El don

Ágata

Cuando tuve uso de razón, mis padres me contaron la cualidad familiar, que durante generaciones habían mantenido en secreto y me hicieron prometer que no debía desvelar a nadie bajo ninguna circunstancia.


Ese don tenía que estar a salvo de cualquier mirada indiscreta. Aquel poder conllevaba una responsabilidad.


Desde niño sabía que era diferente a los demás, pero sin embargo me costó mucho aceptar aquello, no estaba preparado.


Durante muchos años, pasaron desapercibidos gracias a vivir en una gran ciudad como Barcelona, donde era más fácil, mudando de domicilio de vez en cuando era suficiente.


En el pasado fue más complicado y llegaron a tener algún problema, pero por suerte eso ya no era así.


Pasaron las décadas y la ciudad y yo, fuimos creciendo a la par. Mi querida Barcelona se había convertido en un referente mundial de belleza y modernidad. Era uno de los destinos turísticos más importantes del planeta, un lugar cosmopolita.


Su metropolitano era rápido, eficiente, sostenible y un elemento imprescindible en la movilidad urbana. Ambos habíamos nacido el mismo día y después de más de un siglo seguíamos ahí, ofreciendo lo mejor de nosotros.


Aquella mañana de primavera me disponía a entrar en el vagón del metro, cuando una voz conocida me llamó por mi nombre. Miré hacia ella y una súbita palidez envolvió mi semblante. Su rostro, aunque visiblemente envejecido, aún poseía el magnetismo de antaño. Era Laura, mi primer amor.


Me miró con incredulidad, intentando comprender por qué me veía joven. Mi faz pasó de la lividez absoluta al rubor más intenso. Al principio intenté explicarme, pero apenas unos guturales sonidos inconexos afloraron de mi garganta.


Al cabo de unos segundos que me parecieron interminables, conseguí argumentar un relato creíble.


En realidad no era el que ella creía, era su nieto.

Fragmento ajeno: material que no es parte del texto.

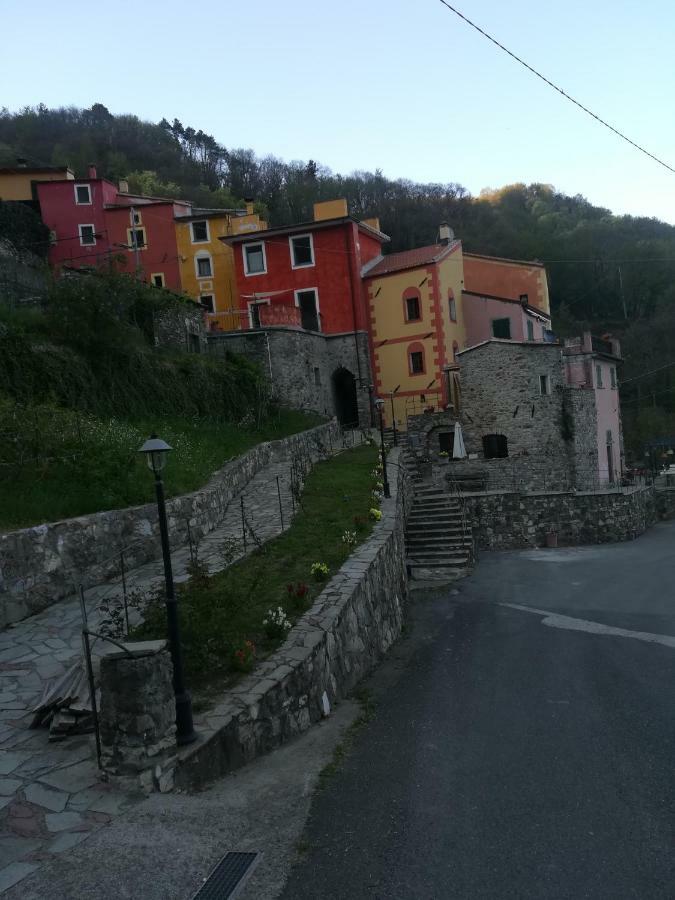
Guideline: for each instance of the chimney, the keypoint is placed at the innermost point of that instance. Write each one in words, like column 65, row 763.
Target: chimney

El abuelo había fallecido años atrás, de una larga enfermedad.


Vi la tristeza reflejada en su rostro y después de despedirse de mí, me sentí muy mal. 


En momentos como aquel habría dado cualquier cosa por ser un simple mortal, aunque sabía que eso no era posible. 


Bajé del convoy y me dirigí a la salida convencido de que todo en la vida tiene un motivo y aunque en ese momento no le encontrara un sentido, sin duda lo tenía, y seguro que lo mejor estaba por llegar.